[eluser]jhabbley[/eluser]
Interestingly, I just ran across a very similar and related problem with Chrome.
We're using flashdata to store some parameters chosen in a simple "filter search results" form so we can page through the data without having to put all of the criteria back into the "next page" or "page 2" links. Works great.
However, depending on the number of flash variables we were setting, we'd eventually get this error in chrome: "Error 325 (net::ERR_RESPONSE_HEADERS_TOO_BIG): Unknown error."
Upon viewing the Response Headers (in Firefox), I saw this:
Code:
Content-Type: text/html
Server: Microsoft-IIS/6.0
X-Powered-By: PHP/5.2.5
Set-Cookie: ci_session=a:4:{s:10:"session_id"%3 (... snip ...); expires=Tue, 15-Sep-2009 23:12:18 GMT; path=/
ci_session=a:4:{s:10:"session_id"%3 (... snip ...); expires=Tue, 15-Sep-2009 23:12:18 GMT; path=/
ci_session=a:4:{s:10:"session_id"%3 (... snip ...); expires=Tue, 15-Sep-2009 23:12:18 GMT; path=/
ci_session=a:4:{s:10:"session_id"%3 (... snip ...); expires=Tue, 15-Sep-2009 23:12:18 GMT; path=/
ci_session=a:4:{s:10:"session_id"%3 (... snip ...); expires=Tue, 15-Sep-2009 23:12:18 GMT; path=/
ci_session=a:4:{s:10:"session_id"%3 (... snip ...); expires=Tue, 15-Sep-2009 23:12:18 GMT; path=/
(... approximately 25 lines removed ...)
Date: Tue, 15 Sep 2009 21:12:20 GMT
Connection: close
Because we're using the DB for sessions, each of the lines beginning with "ci_session=" was identical... and repeated over and over again.
After looking into the Session library, I found the culprit: Each time set_flashdata is called, Session

ess_write is eventually called.
If you're NOT using the DB for session data, then you MUST rewrite the cookie each time a new flashdata variable is set (as the data is stored in the cookie). Makes sense.
However, if you ARE using DB for session data, it still writes out the cookie again... even though only no cookie data has changed (session_id, ip_address, user_agent, and last_activity all remain the same, and user_data is stored in the DB).

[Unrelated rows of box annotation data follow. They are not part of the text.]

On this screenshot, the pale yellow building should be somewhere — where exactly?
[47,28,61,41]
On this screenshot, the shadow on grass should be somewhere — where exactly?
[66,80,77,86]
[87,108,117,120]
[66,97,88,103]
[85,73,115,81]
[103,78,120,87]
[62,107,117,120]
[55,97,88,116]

So I modified the Session library slightly to fix this:
In /system/libraries/Session.php, I made these changes:
(in the member variable declarations)
Code:
class CI_Session {
var $_cookie_data_written = FALSE; //add this variable
(at the end of sess_write function)
Code:
//
// Write the cookie. Notice that we manually pass the cookie data array to the
// _set_cookie() function. Normally that function will store $this->userdata, but
// in this case that array contains custom data, which we do not want in the cookie.
if($this->_cookie_data_written === FALSE) {
$this->_set_cookie($cookie_userdata);
$this->_cookie_data_written = TRUE;
}
}
Basically, once the cookie has been written to the browser... don't bother writing it again, as it contains no new information.
I hope this helps somebody that runs into this same problem.